Abigail took the family to be inoculated against smallpox. John came home, but was only there for three months before he was asked to go to France to negotiate with the British. He took his oldest son, John Quincy with him. Abigail was devastated. Letters were much harder to come by. Some were thrown overboard off ships. In France, John could do little. He went to Amsterdam, achieving loans for the colonists, and then back to France, to make sure the newly formed United States retained its sovereignty.


Finally, in 1744, at 40, Abigail braved the Atlantic crossing and joined John. They rented a large house near Paris and learned the ornate etiquette of European capitals. Abigail was not used to such luxury. It struck her as decadent. Everyone was acting. The Adamses became close to Thomas Jefferson who was a frequent guest. Jefferson had not previously met women who were as intellectually capable as Abigail.


When John and Abigail were then sent to England, their reception was frosty. They were at the Court of St. James for three years, but hostilities didn’t cease. Abigail wanted to go home. “I am more American than ever,” she wrote. When they were able to go home, they bought a large house in the same town as their farm. John began writing notes on a constitution. Abigail wanted him to retire, but John wanted to claim his place in the new federal government he had done so much to create.


Receiving the next amount of electoral votes to George Washington, John became vice president. He presided over the senate in New York. A rented house became their social headquarters, with Abigail as hostess. For John’s second term, however, when the government moved to Philadelphia, Abigail stayed home. She had begun to have bouts of rheumatoid arthritis. In 1796, Washington stepped down and John became president. Abigail predicted it would be a “most unpleasant seat,” but “I dare not influence you,” she told John.


Abigail was right. Hamilton and the “extreme Federalists” were pulling in one direction, while Jefferson and his republicans were intriguing and pulling in the other. John would have liked to remain above the fray, as Washington had, but this was no longer possible. When the government moved to the new capital on the Potomac, John wrote to Abigail, “you must come, I can do nothing without you.”


Hamilton wanted to recruit an army to withstand a French invasion, but John felt that the country was too young to stand another war. He sent a delegation to sue for peace. In the end Napoleon’s army was spread too thin and nothing came of the conflict. John lost control of his presidency, however. His achievements had all been done by himself alone. He had never managed staff. Abigail thought him too contrarian to rule. When he realized he would not get a second term, he was glad.


Abigail and John retired to their home in Braintree. Of their four children, only John Quincy was a success. Nabby and Thomas came to live with their parents, bringing their children. Charles died of alcoholism and his family also arrived. When John Quincy was sent to Russia, his children also lived with Abigail and John, bringing the number of grandchildren to 15!  John sat writing in the middle of the melee, with Abigail as the center of gravity in the household.


John was trying to protect his legacy and settle scores. He began writing to Jefferson late in life, repairing their enmity as if it had never happened. The loss of her daughter Nabby to cancer brought Abigail to despair, but she reigned supreme until 1818, when a sudden illness felled her. She was 74.

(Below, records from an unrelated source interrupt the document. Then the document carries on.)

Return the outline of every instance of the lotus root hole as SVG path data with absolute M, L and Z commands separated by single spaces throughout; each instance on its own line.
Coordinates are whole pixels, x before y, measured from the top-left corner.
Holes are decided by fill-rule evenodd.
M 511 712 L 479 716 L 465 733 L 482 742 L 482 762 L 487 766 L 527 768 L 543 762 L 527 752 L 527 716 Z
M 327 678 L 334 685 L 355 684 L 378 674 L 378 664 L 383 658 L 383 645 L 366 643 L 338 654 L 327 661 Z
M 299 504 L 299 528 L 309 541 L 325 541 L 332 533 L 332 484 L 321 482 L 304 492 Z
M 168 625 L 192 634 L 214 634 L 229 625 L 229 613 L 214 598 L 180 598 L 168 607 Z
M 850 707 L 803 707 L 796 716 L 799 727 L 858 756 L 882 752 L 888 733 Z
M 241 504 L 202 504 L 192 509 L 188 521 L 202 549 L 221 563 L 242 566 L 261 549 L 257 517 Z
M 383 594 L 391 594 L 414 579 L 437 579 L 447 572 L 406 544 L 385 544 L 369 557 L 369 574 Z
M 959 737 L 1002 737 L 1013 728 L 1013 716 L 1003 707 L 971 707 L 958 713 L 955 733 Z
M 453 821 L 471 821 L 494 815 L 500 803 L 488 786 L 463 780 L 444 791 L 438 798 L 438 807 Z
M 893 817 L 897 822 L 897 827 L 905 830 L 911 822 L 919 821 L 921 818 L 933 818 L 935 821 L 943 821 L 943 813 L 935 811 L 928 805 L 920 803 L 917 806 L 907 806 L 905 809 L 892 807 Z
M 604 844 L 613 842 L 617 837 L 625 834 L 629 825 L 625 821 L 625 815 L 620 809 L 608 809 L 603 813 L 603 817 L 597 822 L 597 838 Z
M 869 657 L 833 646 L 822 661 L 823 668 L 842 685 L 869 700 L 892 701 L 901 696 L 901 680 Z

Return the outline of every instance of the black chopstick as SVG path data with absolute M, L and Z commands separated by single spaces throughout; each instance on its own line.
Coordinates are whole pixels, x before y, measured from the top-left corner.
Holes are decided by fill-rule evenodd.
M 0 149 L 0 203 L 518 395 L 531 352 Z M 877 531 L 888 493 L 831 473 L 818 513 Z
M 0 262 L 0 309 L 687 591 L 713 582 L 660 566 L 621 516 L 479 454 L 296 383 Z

The 250th anniversary of America’s birth next year is prompting our interest. Abigail’s letters are frequently quoted in the Ken Burns’ documentary, The American Revolution, and I have taken much of her story from First Family: Abigail and John Adams by Joseph Ellis [published 2010]. As the historical dust settles, the courage and hard work of our founding parents emerges, their successes and failures. Abigail’s common sense, her intelligence and her support of her volatile husband are to be celebrated.